Wednesday, August 20, 2008

The Story of a Signature Crime

I am usually wary of claims that a crime committed with a particular m.o. is a "signature crime." Such claims usually strike me as urban myths or as the products of self-aggrandizing "experts." However, when the Litvinenko business first broke, it struck me (see, e.g., here) that the poisoning and eventual killing of Litvinenko with a highly toxic and barely detectable poison, Polonium 210, was indeed the signature -- the likely hallmark -- of a crime committed by the present-day successors to the KGB. Well, it turns out that my suspicions (and those of many others) were probably correct. See this NYTimes book review by Simon Sebag Montefiore. (How can one doubt the credibility of a person with such a magnificent name?) But, dyed in the wool academic that I am, the interesting part of this story for me is why my notions about how the KGB committed crimes turned out to be correct.
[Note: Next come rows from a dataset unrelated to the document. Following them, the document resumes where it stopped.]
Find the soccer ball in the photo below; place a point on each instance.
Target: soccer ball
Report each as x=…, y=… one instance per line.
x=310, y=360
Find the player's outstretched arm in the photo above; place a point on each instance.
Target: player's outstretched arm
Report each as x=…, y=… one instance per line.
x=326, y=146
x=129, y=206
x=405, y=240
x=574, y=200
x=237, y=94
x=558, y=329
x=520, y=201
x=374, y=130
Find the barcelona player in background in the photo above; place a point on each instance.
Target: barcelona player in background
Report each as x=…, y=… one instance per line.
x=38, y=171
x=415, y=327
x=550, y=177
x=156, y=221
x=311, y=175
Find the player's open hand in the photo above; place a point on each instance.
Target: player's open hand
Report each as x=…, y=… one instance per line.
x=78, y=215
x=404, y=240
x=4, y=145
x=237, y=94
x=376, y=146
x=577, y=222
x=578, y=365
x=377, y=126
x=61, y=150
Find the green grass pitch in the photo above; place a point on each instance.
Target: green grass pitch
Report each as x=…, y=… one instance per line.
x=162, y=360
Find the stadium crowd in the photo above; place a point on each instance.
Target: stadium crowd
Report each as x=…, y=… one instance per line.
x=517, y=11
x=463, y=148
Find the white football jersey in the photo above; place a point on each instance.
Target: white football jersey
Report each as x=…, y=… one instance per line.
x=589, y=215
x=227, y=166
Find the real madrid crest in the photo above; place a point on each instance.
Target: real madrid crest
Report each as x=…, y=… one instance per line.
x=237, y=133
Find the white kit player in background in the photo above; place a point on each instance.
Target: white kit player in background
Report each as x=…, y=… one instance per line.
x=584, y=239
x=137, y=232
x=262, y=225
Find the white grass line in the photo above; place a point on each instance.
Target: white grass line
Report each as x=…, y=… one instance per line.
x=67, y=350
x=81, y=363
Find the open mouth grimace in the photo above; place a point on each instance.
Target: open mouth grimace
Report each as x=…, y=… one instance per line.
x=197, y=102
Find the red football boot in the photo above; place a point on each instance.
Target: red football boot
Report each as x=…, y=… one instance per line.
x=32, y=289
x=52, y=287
Part of the explanation is that the newspaper stories that reported on the Litvinenko business also reported other cases in which the KGB and FSB had supposedly used a similar m.o. But even before I read those relatively recent newspaper accounts I had the impression that the Russian secret police were in the habit of doing their dirty work with furtively-administered poisons. So I was the captive of an urban myth. But it was a myth that turned out to be very probably true. Isn't that interesting?

N.B. Didn't Ian Fleming use furtive poisoning as one of the tactics of his SMERSH in at least one of his James Bond novels?